From the very beginning, the guys from Festka have always pursued the creation of high-end carbon bikes that stand out from the rest. The Czech brand of tailor-made bicycle frames decided to specialize in the custom production of road bikes and frames of the highest quality, offering their customers a one-of-a-kind product. In Festka, aside from collaborating with top-notch institutions like the European Space Agency and the Czech Technical University to develop high-performing frames, they have always collaborated with artists like Michal Škapa, Jan Kaláb, or the duo Tomski & Polanski, providing marvelous and unique pieces of art.
In their latest collaboration, they worked with the creative tandem Ondrash & Kašpárek (Ondřej Konupčík and Radim Kašpárek), to present two complete bikes for a promotional event at the Karlovy Vary International Film Festival. The two selected frame models were the Festka Scalatore, the top-of-the-range road bike frame, and the Festka Scout, the all-new gravel model, which the artists specially decorated for the event. Aside from the presented bikes, some further frames will be produced with a matching painting made by the same technique.
The frames were decorated using a technique that Kašpárek had been working on for about four years. The method consists in producing spectacular abstract paintings composed by organic multicolored shapes onto a white canvas. Even though the first lockdown was something nobody desired, Ondřej had to stop tattooing, which allowed him to join his fellow artist to devote themselves 100% to mastering the method. They had been perfecting the technique for transferring the figures on flat surfaces, which resulted in incredible colors and shapes, but three-dimensional shapes like the frame, fork, stem, or saddle presented an unprecedented challenge for them. Nonetheless, the work is extraordinary, just as if an abstract octopus had squirted rainbow-colored ink onto the frame.
“We’d been attracted to product design for some time and when the guys from Festka asked us if we’d like to try something with their frames, we were both totally up for it. We don’t paint directly on canvas or a 3D object. We paint on the surface of water held in a shallow tank. We pour paint on the surface using self-made tools which we call paddles. They are specially designed to keep the individual colors in parallel stripes which we blow and manipulate into the desired shapes. The canvas or the 3D object we’re painting sits at the bottom of the tank. The transfer happens by releasing the water from the tank very slowly,” say the artists.

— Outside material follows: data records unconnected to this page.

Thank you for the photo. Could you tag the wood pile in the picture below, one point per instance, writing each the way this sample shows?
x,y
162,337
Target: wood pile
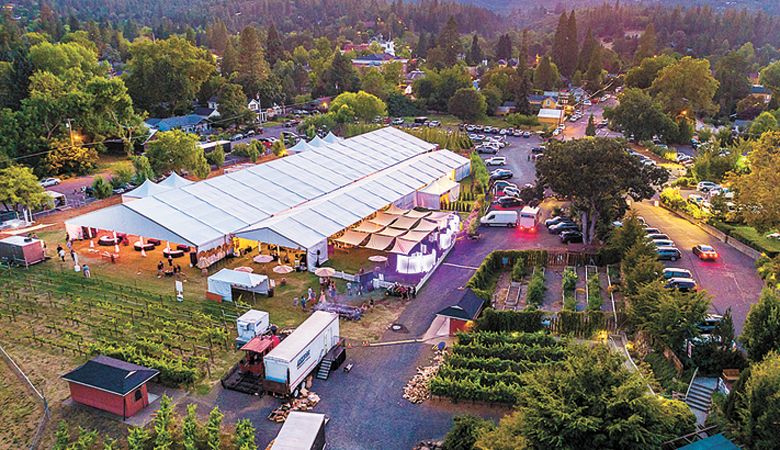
x,y
417,389
305,402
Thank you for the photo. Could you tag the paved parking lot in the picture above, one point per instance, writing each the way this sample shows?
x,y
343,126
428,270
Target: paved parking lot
x,y
732,280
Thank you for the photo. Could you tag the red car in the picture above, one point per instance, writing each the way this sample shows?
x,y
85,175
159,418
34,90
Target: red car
x,y
705,252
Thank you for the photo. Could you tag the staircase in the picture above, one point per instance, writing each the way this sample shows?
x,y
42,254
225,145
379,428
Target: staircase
x,y
699,397
324,371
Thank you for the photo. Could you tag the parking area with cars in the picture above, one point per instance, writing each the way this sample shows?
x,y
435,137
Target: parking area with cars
x,y
728,275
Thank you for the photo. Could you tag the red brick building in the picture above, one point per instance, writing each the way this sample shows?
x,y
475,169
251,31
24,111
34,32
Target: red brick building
x,y
111,385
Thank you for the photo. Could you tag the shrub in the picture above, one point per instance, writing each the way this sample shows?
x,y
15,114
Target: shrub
x,y
216,157
101,188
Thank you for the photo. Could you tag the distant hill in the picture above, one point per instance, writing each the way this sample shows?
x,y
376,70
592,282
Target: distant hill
x,y
510,6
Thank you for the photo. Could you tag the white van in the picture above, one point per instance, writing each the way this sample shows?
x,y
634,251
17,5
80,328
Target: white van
x,y
499,219
529,217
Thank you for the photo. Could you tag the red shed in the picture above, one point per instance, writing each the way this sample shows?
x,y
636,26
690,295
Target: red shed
x,y
112,385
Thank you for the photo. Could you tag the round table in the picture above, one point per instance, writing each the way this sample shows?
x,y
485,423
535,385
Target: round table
x,y
174,253
146,246
107,241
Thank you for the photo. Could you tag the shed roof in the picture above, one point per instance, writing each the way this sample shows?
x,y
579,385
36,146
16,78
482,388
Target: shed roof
x,y
111,375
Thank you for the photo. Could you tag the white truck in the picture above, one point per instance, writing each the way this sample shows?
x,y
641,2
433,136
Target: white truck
x,y
289,363
529,218
252,323
499,219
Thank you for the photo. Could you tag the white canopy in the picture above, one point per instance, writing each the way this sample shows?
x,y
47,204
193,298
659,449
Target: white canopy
x,y
403,247
174,180
301,146
352,238
146,189
379,242
222,283
331,138
368,227
317,142
209,210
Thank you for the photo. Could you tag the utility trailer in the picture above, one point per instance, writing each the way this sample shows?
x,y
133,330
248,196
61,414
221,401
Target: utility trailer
x,y
298,355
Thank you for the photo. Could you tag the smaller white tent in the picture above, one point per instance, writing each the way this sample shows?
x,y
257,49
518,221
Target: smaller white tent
x,y
430,196
301,146
147,189
223,282
332,138
317,142
174,180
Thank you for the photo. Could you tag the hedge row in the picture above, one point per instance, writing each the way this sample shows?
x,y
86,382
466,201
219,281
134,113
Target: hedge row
x,y
483,282
496,338
527,321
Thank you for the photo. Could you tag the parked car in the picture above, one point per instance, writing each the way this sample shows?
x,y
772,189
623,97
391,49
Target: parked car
x,y
501,174
705,186
488,149
674,272
496,161
663,243
503,184
563,226
655,236
49,182
572,236
510,201
668,253
705,252
556,220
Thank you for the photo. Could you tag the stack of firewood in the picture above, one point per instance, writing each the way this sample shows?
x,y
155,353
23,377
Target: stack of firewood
x,y
417,389
305,402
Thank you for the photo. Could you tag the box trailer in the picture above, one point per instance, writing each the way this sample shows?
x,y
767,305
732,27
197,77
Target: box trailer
x,y
251,324
289,363
21,250
301,431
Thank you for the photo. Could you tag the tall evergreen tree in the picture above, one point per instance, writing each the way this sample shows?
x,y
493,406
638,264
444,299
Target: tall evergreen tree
x,y
421,51
544,77
559,40
274,49
449,42
504,47
572,48
475,55
588,47
647,43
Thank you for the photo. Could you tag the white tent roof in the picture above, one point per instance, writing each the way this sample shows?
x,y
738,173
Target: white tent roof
x,y
402,246
378,242
440,186
331,138
301,146
368,227
238,278
146,189
315,221
317,142
204,211
174,180
352,237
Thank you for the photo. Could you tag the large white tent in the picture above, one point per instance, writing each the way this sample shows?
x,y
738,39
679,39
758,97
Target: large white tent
x,y
147,189
297,201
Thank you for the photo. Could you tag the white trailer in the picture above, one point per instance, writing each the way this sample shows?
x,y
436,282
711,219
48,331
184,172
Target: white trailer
x,y
289,363
251,324
529,218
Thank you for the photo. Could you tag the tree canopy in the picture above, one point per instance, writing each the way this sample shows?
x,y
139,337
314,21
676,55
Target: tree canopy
x,y
597,174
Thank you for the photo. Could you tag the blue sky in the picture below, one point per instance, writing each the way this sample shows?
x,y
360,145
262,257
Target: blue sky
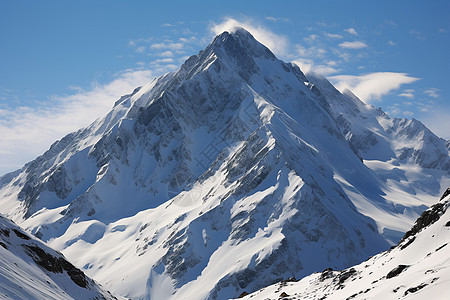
x,y
63,64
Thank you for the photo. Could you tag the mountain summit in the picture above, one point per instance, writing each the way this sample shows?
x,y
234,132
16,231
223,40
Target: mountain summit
x,y
232,173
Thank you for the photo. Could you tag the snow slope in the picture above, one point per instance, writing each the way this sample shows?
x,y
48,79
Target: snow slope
x,y
417,268
31,270
232,173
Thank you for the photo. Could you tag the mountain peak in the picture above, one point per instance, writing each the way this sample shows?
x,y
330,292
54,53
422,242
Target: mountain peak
x,y
239,41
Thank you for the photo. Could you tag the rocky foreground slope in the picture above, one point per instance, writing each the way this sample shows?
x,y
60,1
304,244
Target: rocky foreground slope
x,y
31,270
417,268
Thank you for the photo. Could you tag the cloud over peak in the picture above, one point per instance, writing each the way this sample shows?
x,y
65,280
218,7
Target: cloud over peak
x,y
371,87
275,42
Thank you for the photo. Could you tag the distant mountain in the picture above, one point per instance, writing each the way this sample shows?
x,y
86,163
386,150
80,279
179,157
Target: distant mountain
x,y
418,266
31,270
232,173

When creating these complicated pieces, frames stop being conventional objects, to become authentic works of art. Such a level of personalization might result in being somewhat expensive since only a handful of bikes will be made with such an artisanal devoted method. However, the brand has always aimed for this uniqueness and, though their future owners might have to pay a small fortune, many cyclists desire to stand out and are prepared to pay for high-end technology combined with exceptional art.